- Born: Cooch Behar, West Bengal
- Education: Scottish Church College (BSc); Banaras Hindu University (MSc); Indian Institute of Science (PhD);
- Awards: S.S. Bhatnagar Prize (2021);
- Scientific career
- Fields: Astrophysics
- Workplaces: IUCAA
- Website: web.iucaa.in/~kanak/

= Kanak Saha =

Indian astrophysicist

Kanak Saha is an Indian astrophysicist. He is a professor of astrophysics at Inter-University Centre for Astronomy and Astrophysics. His research interests include formation of galaxies in the early universe and their evolution. The Council of Scientific and Industrial Research, the apex agency of the Government of India for scientific research, awarded him the Shanti Swarup Bhatnagar Prize for Science and Technology for his contributions to physical sciences in 2021.

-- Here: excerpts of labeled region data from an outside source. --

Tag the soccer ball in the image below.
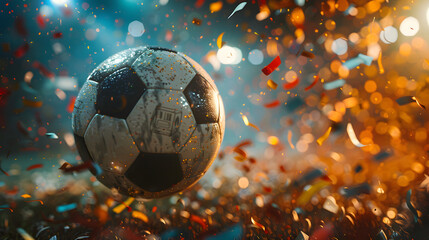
[72,47,225,198]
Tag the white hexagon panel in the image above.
[72,80,98,137]
[85,114,139,174]
[180,123,222,177]
[179,53,219,93]
[127,89,196,153]
[132,48,196,90]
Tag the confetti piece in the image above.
[296,180,330,205]
[250,217,265,231]
[358,53,374,66]
[295,232,310,240]
[262,56,282,76]
[406,189,419,223]
[209,1,223,13]
[293,168,325,187]
[21,194,31,198]
[234,139,252,148]
[374,150,392,161]
[347,123,366,147]
[287,130,295,149]
[15,16,28,38]
[113,197,135,214]
[25,199,44,205]
[66,96,76,113]
[61,162,103,176]
[189,214,209,231]
[13,43,30,58]
[317,127,332,146]
[57,203,77,213]
[58,162,72,170]
[377,51,384,74]
[304,75,319,91]
[45,133,58,139]
[131,211,149,223]
[204,223,244,240]
[33,61,55,78]
[396,96,426,109]
[228,2,247,19]
[52,32,63,39]
[22,99,43,108]
[323,79,346,90]
[340,183,371,197]
[323,196,340,214]
[343,57,363,70]
[283,78,299,90]
[16,228,34,240]
[26,163,43,171]
[264,100,280,108]
[36,14,46,29]
[233,148,247,159]
[301,50,315,59]
[267,79,278,90]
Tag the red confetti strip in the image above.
[283,78,299,90]
[262,56,282,76]
[33,61,55,78]
[15,17,28,37]
[0,208,13,212]
[13,43,30,58]
[190,215,208,231]
[16,121,29,136]
[5,186,18,195]
[301,50,315,58]
[264,100,280,108]
[305,75,319,91]
[235,139,252,148]
[24,200,44,205]
[66,96,76,113]
[26,163,43,171]
[53,32,63,39]
[22,99,43,108]
[59,162,72,170]
[0,168,9,177]
[36,14,46,29]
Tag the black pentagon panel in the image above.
[125,153,183,192]
[88,48,144,82]
[95,67,146,118]
[183,74,219,124]
[148,47,177,53]
[74,134,96,175]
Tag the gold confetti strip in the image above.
[377,51,384,74]
[113,197,134,214]
[267,79,278,90]
[131,211,149,223]
[347,123,366,147]
[317,127,332,146]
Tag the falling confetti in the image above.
[347,123,366,147]
[228,2,247,19]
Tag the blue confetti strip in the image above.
[57,203,77,212]
[323,79,346,90]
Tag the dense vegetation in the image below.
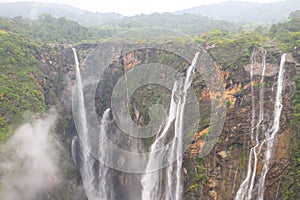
[0,30,44,141]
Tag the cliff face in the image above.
[39,41,299,200]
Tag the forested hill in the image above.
[0,13,237,43]
[0,2,122,26]
[176,0,300,24]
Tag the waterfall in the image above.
[72,48,96,199]
[72,48,110,200]
[142,53,199,200]
[257,54,286,200]
[98,108,110,200]
[235,52,285,200]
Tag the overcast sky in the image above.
[0,0,283,16]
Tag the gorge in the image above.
[0,5,300,200]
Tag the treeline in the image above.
[0,13,236,43]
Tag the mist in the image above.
[0,111,60,200]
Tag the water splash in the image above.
[72,48,111,200]
[235,49,286,200]
[142,53,199,200]
[257,54,286,200]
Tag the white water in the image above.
[142,53,199,200]
[72,48,97,199]
[72,48,110,200]
[235,50,285,200]
[257,54,286,200]
[98,108,110,200]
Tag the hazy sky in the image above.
[0,0,283,16]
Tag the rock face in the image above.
[39,44,300,200]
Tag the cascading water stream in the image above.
[257,54,286,200]
[235,49,266,200]
[98,108,110,200]
[235,52,285,200]
[72,48,97,199]
[142,53,199,200]
[72,48,110,200]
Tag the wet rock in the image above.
[218,151,228,159]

== Early life and education ==
Kanak Saha was born on 4 February 1977 in Cooch Behar, West Bengal. Saha graduated from Scottish Church College in 1998 with B.Sc. in physics. He did his M.Sc. from Banaras Hindu University in 2001. He earned his Ph.D. in 2008 from Indian Institute of Science.

== Awards ==
In 2021, Saha was awarded the Shanti Swarup Bhatnagar Prize for Science and Technology in the physical sciences category for his breakthrough discovery of a faint galaxy at high redshift using Astrosat. The following year, Saha became a laureate of the Asian Scientist 100 by the Asian Scientist.